这篇短文是描述了一种“理想的”(当然也可以说是“自以为是的”,各种看法因人而异)Linux内核开发管理风格。这篇文章从某种意义上来说就和编码规范文档差不多,有了这篇文档,就可以避免总是重复地回答同样(或者类似)的相关问题。

管理风格其实是因人而异的,而且很难像编码风格一样,单纯用数量来衡量。因此这篇文档无法保证一定具有实际的参考价值。关于这一点,我们有言在先。你可以根据自己的情况来决定是否接受。

顺便提一下,我们所说的”内核经理“,明确地指(负责内核开发的)技术经理,而不是传统意义上公司内部负责行政的经理。如果你平时的工作涉及到采购或者是制定公司预算,那你基本上就不属于我们讨论的内核经理的范畴。如果是这样的话,本文就不适合你。

首先,我建议读者去买《成功人士的七个好习惯》这本书,然后千万不要读这本书,而是烧掉它。这种行为可以表明一种对所谓成功学的蔑视态度。

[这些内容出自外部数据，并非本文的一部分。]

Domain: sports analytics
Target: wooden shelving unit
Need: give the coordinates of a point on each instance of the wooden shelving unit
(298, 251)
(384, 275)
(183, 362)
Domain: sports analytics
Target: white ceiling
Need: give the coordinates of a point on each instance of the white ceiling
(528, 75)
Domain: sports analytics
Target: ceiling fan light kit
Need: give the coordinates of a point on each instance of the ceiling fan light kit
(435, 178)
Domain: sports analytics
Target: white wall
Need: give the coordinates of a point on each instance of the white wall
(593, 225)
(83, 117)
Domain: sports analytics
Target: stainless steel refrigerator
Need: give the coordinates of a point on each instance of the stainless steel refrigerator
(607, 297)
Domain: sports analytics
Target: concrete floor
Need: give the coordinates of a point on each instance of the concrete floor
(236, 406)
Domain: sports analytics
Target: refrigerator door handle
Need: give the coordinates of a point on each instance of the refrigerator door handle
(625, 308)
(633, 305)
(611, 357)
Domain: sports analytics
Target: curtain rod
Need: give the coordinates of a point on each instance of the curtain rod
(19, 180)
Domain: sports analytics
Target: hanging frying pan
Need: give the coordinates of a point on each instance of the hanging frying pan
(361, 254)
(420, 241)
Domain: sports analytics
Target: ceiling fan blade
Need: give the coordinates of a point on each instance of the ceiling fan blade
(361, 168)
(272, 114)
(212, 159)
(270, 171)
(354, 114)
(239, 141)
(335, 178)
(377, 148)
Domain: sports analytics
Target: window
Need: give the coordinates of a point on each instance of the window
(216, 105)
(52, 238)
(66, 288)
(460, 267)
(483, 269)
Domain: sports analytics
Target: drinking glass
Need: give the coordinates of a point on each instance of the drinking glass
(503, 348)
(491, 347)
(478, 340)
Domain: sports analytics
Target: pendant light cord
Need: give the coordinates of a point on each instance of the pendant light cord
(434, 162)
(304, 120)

(*)本文绝对不会用来回答各种提问,而是要向那些提问者们阐述一个非常痛苦而且明显的事实:你们问的问题我们根本就不知道怎么回答。

废话少说,我们开始:

译文

第一章:决策

我们都觉得:经理的主要职责是做决策,而且做决策这件事情是很重要的。决策越大就愈发棘手,就需要职位更高的决策者来决定。这种说法看上去真的是又明显又有道理,但事实并非真的如此

让我们来做一个叫做”不要做决策“的游戏吧。尤其是,当你被人要求”在A和B中选出一个”的时候,如果你是技术经理,对不起,那你的麻烦就来了。你手下管的人其实比你更明白各种事情的细节,如果他们都需要让你来做一个选择,那你算是彻底失败了。很明显,你的下属比你更有资格去做正确的决策。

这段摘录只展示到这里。